Kedua, ide resetting pemerintahan bertentangan dengan prinsip dynamic governance. Menurut Boon Siong Neo dan Geraldine Chen (2007), dinamisasi dalam pemerintahan ditandai oleh munculnya ide-ide dan persepsi baru yang segar, upgrading berkelanjutan, tindakan cepat, adaptasi yang fleksibel serta inovasi yang kreatif.
Dinamisasi akan berimplikasi langsung terhadap pembelajaran berkelanjutan, eksekusi yang cepat dan efektif serta perubahan yang berlangsung terus-menerus.
Dynamic governance menurut Boon Siong Neo, mensyaratkan tiga kapabilitas yang harus dimiliki oleh pemimpin pemerintahan.

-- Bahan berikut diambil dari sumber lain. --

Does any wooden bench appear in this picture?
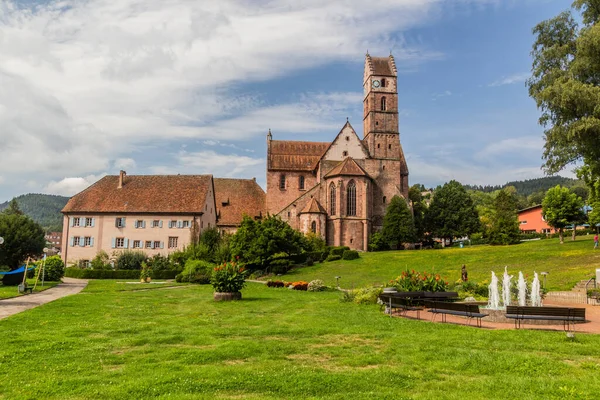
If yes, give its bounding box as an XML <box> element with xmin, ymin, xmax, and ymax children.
<box><xmin>425</xmin><ymin>301</ymin><xmax>487</xmax><ymax>328</ymax></box>
<box><xmin>506</xmin><ymin>306</ymin><xmax>585</xmax><ymax>331</ymax></box>
<box><xmin>379</xmin><ymin>293</ymin><xmax>424</xmax><ymax>319</ymax></box>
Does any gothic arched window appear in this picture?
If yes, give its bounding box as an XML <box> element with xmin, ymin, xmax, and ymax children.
<box><xmin>279</xmin><ymin>174</ymin><xmax>285</xmax><ymax>190</ymax></box>
<box><xmin>329</xmin><ymin>183</ymin><xmax>335</xmax><ymax>215</ymax></box>
<box><xmin>346</xmin><ymin>181</ymin><xmax>356</xmax><ymax>217</ymax></box>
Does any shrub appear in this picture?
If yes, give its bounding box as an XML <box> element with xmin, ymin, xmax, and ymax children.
<box><xmin>342</xmin><ymin>250</ymin><xmax>359</xmax><ymax>260</ymax></box>
<box><xmin>181</xmin><ymin>259</ymin><xmax>215</xmax><ymax>284</ymax></box>
<box><xmin>354</xmin><ymin>288</ymin><xmax>383</xmax><ymax>304</ymax></box>
<box><xmin>91</xmin><ymin>250</ymin><xmax>112</xmax><ymax>269</ymax></box>
<box><xmin>291</xmin><ymin>281</ymin><xmax>308</xmax><ymax>291</ymax></box>
<box><xmin>390</xmin><ymin>269</ymin><xmax>448</xmax><ymax>292</ymax></box>
<box><xmin>306</xmin><ymin>279</ymin><xmax>327</xmax><ymax>292</ymax></box>
<box><xmin>210</xmin><ymin>261</ymin><xmax>246</xmax><ymax>293</ymax></box>
<box><xmin>115</xmin><ymin>250</ymin><xmax>148</xmax><ymax>271</ymax></box>
<box><xmin>329</xmin><ymin>246</ymin><xmax>350</xmax><ymax>257</ymax></box>
<box><xmin>369</xmin><ymin>232</ymin><xmax>390</xmax><ymax>251</ymax></box>
<box><xmin>43</xmin><ymin>256</ymin><xmax>65</xmax><ymax>281</ymax></box>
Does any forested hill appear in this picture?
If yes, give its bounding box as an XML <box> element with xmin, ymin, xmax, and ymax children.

Pertama, thinking ahead. Kemampuan ini digambarkan sebagai keahlian seorang pemimpin untuk melihat tanda-tanda perubahan masa depan yang akan berdampak pada organisasinya dan kemampuan menjadikan organisasinya relevan dengan perkembangan zaman.
Kedua, thinking again. Kemampuan ini identik dengan kemauan untuk membuat dan memikirkan kembali kebijakan atau fungsi kelembagaan agar mereka memberi dampak yang lebih baik.
Ketiga, thinking across. Kemampuan ini direfleksikan dari keterbukaan pemimpin untuk melintasi batas dan belajar dari pengalaman orang lain atau pengalamannya di masa lalu, sehingga ide-ide dan konsep baru dapat diterapkan di dalam organisasinya.
Selanjutnya yang perlu diluruskan, menurut saya, terkait resetting pemerintahan dalam tulisan Prof Aminuddin Ilmar tersebut, yang ketiga, resetting pemerintahan secara filosofis mereduksi makna governance secara sangat simplistik.